I experience his loss like a sudden realization. As if I can’t hold his passing in my head as a continuous reality, so I re-live learning of his loss repeatedly. My thoughts spiral and swirl in a rising panic until it ends in tears, despair, profound loss. Every day that passes, I think of something else I wanted to talk to him about; something else I’ll miss that I’m just now realizing is gone. I mourn for all of life’s milestones he won’t be here to see me through and struggle with what they mean to me now, knowing he won’t be here to witness them. Hearing and reading his tributes, I know Papa was a role model and friend. He made people believe in something and most importantly made you believe in yourself.

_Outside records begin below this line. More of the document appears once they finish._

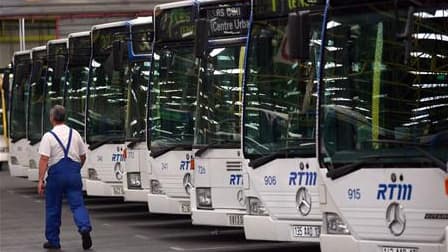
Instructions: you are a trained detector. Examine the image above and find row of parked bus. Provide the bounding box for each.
[3,0,447,251]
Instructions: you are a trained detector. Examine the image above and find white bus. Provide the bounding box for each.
[65,31,91,190]
[84,21,130,197]
[241,0,324,241]
[317,0,448,251]
[147,1,198,215]
[9,50,31,177]
[122,17,153,202]
[26,46,48,181]
[190,0,249,227]
[0,68,10,165]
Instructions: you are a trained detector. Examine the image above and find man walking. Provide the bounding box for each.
[38,105,93,250]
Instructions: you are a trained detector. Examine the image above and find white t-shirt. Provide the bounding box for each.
[39,124,87,166]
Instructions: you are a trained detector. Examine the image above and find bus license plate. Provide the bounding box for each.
[228,214,244,226]
[180,202,191,213]
[292,225,320,238]
[382,247,418,252]
[112,185,123,195]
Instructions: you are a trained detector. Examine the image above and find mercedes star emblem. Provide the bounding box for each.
[114,162,123,181]
[236,189,246,207]
[386,202,406,236]
[296,187,312,216]
[183,173,193,195]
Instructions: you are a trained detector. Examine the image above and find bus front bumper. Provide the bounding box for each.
[85,179,123,197]
[244,215,321,242]
[320,233,446,252]
[27,168,39,181]
[123,188,149,202]
[147,194,190,215]
[191,207,246,227]
[8,163,27,177]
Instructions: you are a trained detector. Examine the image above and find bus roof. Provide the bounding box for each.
[68,31,90,39]
[154,0,194,12]
[31,46,46,53]
[47,38,68,46]
[129,16,153,26]
[91,20,129,31]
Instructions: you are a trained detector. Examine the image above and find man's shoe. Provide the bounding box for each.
[81,231,92,250]
[43,242,61,250]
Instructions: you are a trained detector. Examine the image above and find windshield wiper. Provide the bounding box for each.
[150,144,192,158]
[126,138,144,148]
[368,139,446,171]
[88,137,124,151]
[194,141,239,157]
[249,144,315,169]
[29,138,41,145]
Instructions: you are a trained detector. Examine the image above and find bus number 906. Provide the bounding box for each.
[264,176,277,186]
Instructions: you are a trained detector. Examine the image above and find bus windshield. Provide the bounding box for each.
[66,35,90,138]
[319,2,448,170]
[11,54,31,141]
[194,45,245,147]
[243,17,321,161]
[87,26,129,145]
[44,42,68,132]
[149,46,196,150]
[126,60,150,141]
[28,49,47,143]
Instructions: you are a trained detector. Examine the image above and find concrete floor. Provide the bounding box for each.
[0,169,321,252]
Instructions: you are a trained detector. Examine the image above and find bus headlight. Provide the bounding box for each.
[150,179,164,195]
[196,187,212,209]
[247,197,268,216]
[127,172,142,189]
[325,212,351,235]
[10,156,18,165]
[88,168,99,180]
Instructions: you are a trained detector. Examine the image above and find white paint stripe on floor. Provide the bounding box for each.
[134,234,149,240]
[169,242,300,251]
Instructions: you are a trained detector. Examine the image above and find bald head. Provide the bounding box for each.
[50,105,66,125]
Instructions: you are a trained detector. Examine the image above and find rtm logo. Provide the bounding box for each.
[112,153,125,162]
[230,174,243,185]
[289,172,317,186]
[180,160,192,170]
[377,184,412,200]
[180,154,193,171]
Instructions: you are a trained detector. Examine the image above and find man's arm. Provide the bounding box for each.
[80,154,86,167]
[38,155,49,196]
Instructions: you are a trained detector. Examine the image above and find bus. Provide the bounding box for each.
[190,0,250,227]
[84,21,130,197]
[26,45,48,181]
[317,1,448,251]
[44,39,69,132]
[0,68,10,166]
[65,31,91,189]
[241,0,324,241]
[9,50,31,177]
[122,17,154,202]
[147,1,198,214]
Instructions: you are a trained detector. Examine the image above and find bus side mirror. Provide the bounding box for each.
[194,19,209,58]
[288,11,310,60]
[112,40,124,71]
[54,55,66,80]
[30,60,43,84]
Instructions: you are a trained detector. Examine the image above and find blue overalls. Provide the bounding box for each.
[45,128,92,246]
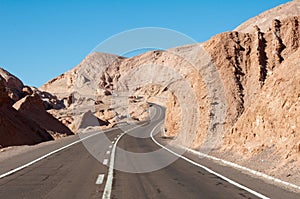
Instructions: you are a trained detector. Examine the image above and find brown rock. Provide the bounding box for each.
[0,75,10,106]
[13,94,73,138]
[0,74,55,147]
[22,86,33,96]
[221,48,300,177]
[0,68,23,91]
[40,52,122,103]
[0,105,54,147]
[0,67,24,102]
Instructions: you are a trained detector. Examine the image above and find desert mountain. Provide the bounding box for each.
[40,52,124,131]
[41,52,122,100]
[35,1,300,183]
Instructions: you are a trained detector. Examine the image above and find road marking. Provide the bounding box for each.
[96,174,105,185]
[102,124,143,199]
[112,141,115,144]
[103,159,109,165]
[0,127,119,180]
[114,137,117,140]
[102,132,125,199]
[154,106,300,192]
[150,119,270,199]
[109,145,112,148]
[106,151,111,155]
[185,147,300,192]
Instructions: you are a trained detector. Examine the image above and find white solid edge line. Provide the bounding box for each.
[96,174,105,185]
[150,121,270,199]
[0,127,119,179]
[102,124,143,199]
[184,147,300,191]
[155,106,300,192]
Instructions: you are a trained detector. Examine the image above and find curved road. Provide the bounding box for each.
[0,105,299,199]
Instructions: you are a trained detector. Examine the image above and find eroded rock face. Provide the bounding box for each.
[202,16,300,183]
[40,52,122,100]
[220,48,300,183]
[39,52,123,131]
[204,16,300,134]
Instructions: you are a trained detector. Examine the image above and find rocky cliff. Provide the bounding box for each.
[220,48,300,183]
[203,15,300,183]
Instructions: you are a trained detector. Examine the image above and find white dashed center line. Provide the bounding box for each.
[106,151,111,155]
[102,125,143,199]
[96,174,105,185]
[103,159,108,165]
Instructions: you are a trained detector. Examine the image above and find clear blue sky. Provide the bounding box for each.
[0,0,290,87]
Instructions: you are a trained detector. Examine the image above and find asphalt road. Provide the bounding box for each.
[0,105,299,199]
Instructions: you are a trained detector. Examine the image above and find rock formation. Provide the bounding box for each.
[0,68,73,147]
[39,0,300,184]
[40,52,123,130]
[0,68,24,102]
[0,75,53,147]
[221,48,300,181]
[13,94,73,139]
[203,14,300,183]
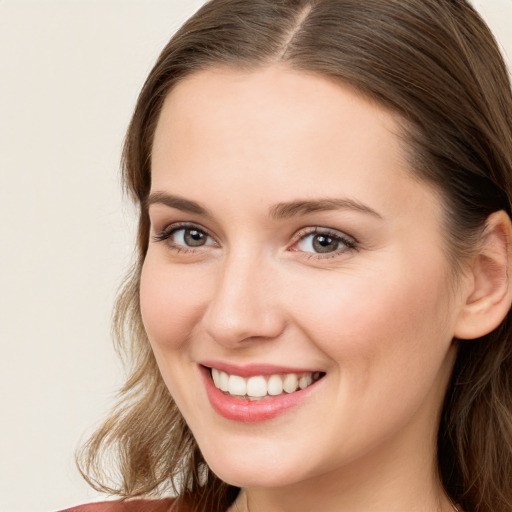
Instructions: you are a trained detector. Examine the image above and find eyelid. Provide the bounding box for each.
[289,226,358,256]
[292,226,357,243]
[152,221,218,246]
[151,222,357,259]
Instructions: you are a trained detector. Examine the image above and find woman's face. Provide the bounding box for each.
[141,66,466,489]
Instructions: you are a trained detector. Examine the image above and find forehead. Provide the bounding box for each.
[150,65,438,223]
[153,65,402,166]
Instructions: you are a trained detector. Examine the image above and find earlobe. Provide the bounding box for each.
[454,210,512,340]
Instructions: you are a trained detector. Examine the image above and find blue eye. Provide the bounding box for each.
[295,229,355,254]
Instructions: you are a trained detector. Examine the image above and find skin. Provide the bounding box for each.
[140,65,472,512]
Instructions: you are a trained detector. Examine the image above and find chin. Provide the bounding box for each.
[197,435,316,489]
[208,459,306,489]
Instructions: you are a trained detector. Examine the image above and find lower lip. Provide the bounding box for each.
[200,366,323,423]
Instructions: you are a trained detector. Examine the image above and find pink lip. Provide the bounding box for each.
[199,365,324,423]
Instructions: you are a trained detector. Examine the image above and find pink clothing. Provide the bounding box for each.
[60,498,176,512]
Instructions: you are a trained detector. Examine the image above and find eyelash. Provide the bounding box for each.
[152,222,216,254]
[152,222,358,259]
[290,227,357,259]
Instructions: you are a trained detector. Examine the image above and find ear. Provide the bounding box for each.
[454,210,512,340]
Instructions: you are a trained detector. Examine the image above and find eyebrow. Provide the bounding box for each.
[146,192,211,217]
[269,198,382,220]
[146,191,382,220]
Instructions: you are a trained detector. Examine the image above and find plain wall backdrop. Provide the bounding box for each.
[0,1,510,511]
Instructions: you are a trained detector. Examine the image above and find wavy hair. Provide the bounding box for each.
[78,1,512,511]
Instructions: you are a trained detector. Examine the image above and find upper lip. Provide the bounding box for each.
[199,360,323,377]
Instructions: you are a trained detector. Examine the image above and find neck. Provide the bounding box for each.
[235,491,458,512]
[237,470,455,512]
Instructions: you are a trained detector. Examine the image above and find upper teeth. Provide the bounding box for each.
[211,368,320,399]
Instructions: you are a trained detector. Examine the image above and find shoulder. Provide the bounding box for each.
[59,498,177,512]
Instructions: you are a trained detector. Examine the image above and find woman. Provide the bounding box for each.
[65,0,512,511]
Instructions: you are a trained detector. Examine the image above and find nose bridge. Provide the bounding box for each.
[202,247,285,346]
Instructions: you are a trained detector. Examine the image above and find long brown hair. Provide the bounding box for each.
[78,1,512,511]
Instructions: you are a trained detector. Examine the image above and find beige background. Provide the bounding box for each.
[0,1,510,511]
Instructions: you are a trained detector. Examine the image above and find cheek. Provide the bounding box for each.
[285,256,457,456]
[291,255,454,375]
[139,256,210,352]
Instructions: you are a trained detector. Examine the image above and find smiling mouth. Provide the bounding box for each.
[208,367,325,400]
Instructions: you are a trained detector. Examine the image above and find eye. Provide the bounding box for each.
[173,227,212,247]
[293,228,356,255]
[152,223,217,250]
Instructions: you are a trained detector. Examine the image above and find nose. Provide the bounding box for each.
[201,252,286,348]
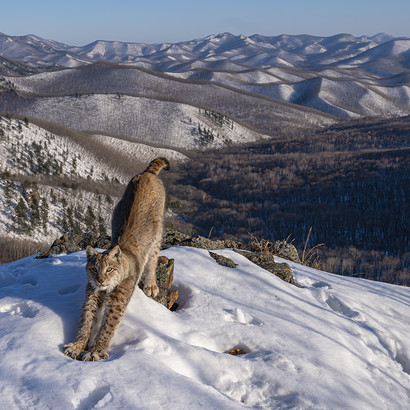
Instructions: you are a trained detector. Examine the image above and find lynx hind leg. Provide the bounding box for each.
[142,243,160,297]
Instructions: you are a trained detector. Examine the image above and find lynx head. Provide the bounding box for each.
[86,245,123,292]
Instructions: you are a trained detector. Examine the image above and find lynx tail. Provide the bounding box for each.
[145,157,170,175]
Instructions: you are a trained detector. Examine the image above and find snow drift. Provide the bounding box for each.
[0,246,409,409]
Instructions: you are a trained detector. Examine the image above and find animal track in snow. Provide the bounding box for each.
[71,380,112,410]
[223,308,263,326]
[303,278,364,322]
[312,281,331,289]
[325,295,364,321]
[366,327,410,376]
[0,301,39,318]
[222,350,301,407]
[19,276,38,287]
[294,275,331,290]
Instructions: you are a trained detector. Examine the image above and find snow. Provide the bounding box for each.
[2,32,407,74]
[1,93,266,149]
[0,117,125,244]
[89,134,189,163]
[0,246,409,409]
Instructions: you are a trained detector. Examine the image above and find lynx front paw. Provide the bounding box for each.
[143,283,159,297]
[81,350,109,361]
[64,342,85,360]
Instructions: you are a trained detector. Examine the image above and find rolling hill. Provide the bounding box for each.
[0,32,408,127]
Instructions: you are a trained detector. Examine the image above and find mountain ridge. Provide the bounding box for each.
[1,31,408,121]
[1,31,409,73]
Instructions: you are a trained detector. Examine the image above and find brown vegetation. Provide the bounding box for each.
[0,236,49,264]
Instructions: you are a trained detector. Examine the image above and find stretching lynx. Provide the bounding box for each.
[64,157,169,361]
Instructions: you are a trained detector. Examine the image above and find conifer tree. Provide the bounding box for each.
[14,198,30,233]
[85,206,95,230]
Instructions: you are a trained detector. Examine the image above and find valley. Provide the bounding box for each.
[0,31,409,285]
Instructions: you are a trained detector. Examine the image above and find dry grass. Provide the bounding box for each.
[301,227,324,269]
[248,232,274,254]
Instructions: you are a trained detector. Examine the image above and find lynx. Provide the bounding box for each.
[64,157,169,361]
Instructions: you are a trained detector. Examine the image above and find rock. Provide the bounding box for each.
[234,249,294,284]
[227,348,248,356]
[40,229,242,257]
[249,236,300,263]
[36,232,111,258]
[272,240,301,263]
[161,229,192,249]
[139,256,178,310]
[162,228,242,250]
[156,255,175,289]
[208,251,237,268]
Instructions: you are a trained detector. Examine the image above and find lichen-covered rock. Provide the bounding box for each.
[234,249,294,284]
[189,236,227,250]
[139,256,178,309]
[273,240,301,263]
[161,229,193,249]
[36,232,111,258]
[209,251,237,268]
[162,228,242,250]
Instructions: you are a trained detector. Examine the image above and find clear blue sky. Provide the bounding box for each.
[1,0,409,45]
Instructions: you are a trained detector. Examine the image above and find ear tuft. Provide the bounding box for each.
[86,245,98,258]
[109,245,121,260]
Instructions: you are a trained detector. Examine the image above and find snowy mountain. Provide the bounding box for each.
[0,64,331,141]
[1,32,408,74]
[0,246,409,408]
[0,32,409,122]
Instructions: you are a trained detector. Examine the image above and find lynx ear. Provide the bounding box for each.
[86,245,98,258]
[108,245,121,260]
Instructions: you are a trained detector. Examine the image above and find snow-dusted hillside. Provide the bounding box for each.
[167,66,410,118]
[0,117,122,181]
[2,63,333,139]
[1,32,409,122]
[0,116,185,244]
[1,32,408,74]
[0,93,268,149]
[0,247,409,408]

Papa was fun. Funny. Strict. A smart aleck. Proud. Strong. Eternally curious. Continuously learning. Loved his family. Loved his country. Always saw me as a full person.
I loved him and am thankful for every moment of time I was able to spend at his side, on a call, watching tennis, playing chess, playing music, debating development theory, explaining tech, petitioning for an allowance, complaining, laughing, crying, learning to dance, learning to drive, getting advice, understanding, listening, observing…
I feel the weight of his legacy on the people and community he has left behind, countered only by the gift of vision and belief in man he left behind. I miss him dearly.